If you want to gain more insights, here's an article by Intel. It's their advertisements for IXP, but nevertheless a good read with nice statistics.
--
Error 500: Internal sig error
here:
http://proj.sunet.se/E2E/
Warning: This sig contains a small bug. ==> *
If you feel up to it, you can also suck up a little. If they're in architecture, art, film or music, take some examples of their work (not anything illegal or infringing,) encode them in insanely high resolution or bitrate, and get them off of your own server while you're there. If they're an engineering firm, go over to the US Patent Office site at uspto.gov and grab some high-quality pictures of the patents your client has been awarded. If they're a bank or brokerage or something dealing with numbers, show them databases the size of the entire state of Nebraska, after downloading them in just a few seconds.
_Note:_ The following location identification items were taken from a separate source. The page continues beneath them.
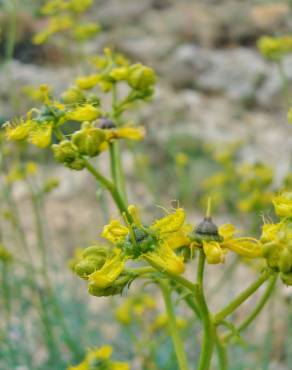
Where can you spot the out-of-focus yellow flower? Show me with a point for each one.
(5, 255)
(181, 159)
(283, 204)
(102, 356)
(87, 82)
(41, 135)
(86, 112)
(126, 132)
(274, 48)
(80, 6)
(85, 31)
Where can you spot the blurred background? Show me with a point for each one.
(217, 126)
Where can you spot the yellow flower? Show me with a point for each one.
(283, 204)
(82, 113)
(274, 48)
(181, 159)
(166, 259)
(151, 243)
(85, 31)
(115, 232)
(87, 82)
(109, 272)
(17, 131)
(216, 242)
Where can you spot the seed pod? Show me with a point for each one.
(206, 231)
(285, 261)
(88, 140)
(65, 152)
(141, 77)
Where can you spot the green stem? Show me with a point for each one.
(110, 187)
(233, 305)
(255, 312)
(208, 325)
(176, 339)
(285, 82)
(222, 353)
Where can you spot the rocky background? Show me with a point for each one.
(214, 86)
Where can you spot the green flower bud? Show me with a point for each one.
(88, 140)
(67, 153)
(116, 288)
(141, 77)
(285, 261)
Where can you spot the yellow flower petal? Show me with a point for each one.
(131, 133)
(83, 113)
(246, 247)
(87, 82)
(17, 132)
(283, 204)
(109, 272)
(166, 259)
(213, 251)
(226, 231)
(170, 223)
(115, 232)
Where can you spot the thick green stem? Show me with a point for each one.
(174, 331)
(208, 325)
(258, 308)
(233, 305)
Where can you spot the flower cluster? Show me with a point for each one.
(99, 128)
(274, 48)
(100, 359)
(64, 17)
(105, 269)
(277, 238)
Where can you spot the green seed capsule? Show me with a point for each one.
(285, 261)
Lawyers and doctors need to access huge amounts of data (court rulings, medical records, what have you) so you could get online and show them how quickly you can locate obscure references. Educational institutions probably already have a nice big broadband, but access to online publications and research materials, as well as very fast and efficient inter-library catalog software running over the internet, can make the higher-ups in the school submit totally to your every whim.
Remember, if you're talking to managers, use the terms "efficient," "on-demand," "more/most cost-effective," and "the bottom line." Synergize!
*****
Dear Mary,
I yearn for you tragically,
A.T. Tappman, Chaplain, U.S. Army.
DVD is 8mbps, this link is 2.5Gbps. A dozen DVD's won't even make a dent in the capacity of this line, you'll need 2 to 3 hundred DVD's playing at once...
If you can show this (videowall) it would be very impressive!
--Blerik
Do a 'time machine' demonstration. Throttle the bandwidth to, say, 56k and explain that this was 'The Internet' ten or twelve years ago. Demonstrate some moderately taxing application for the time (like a large download).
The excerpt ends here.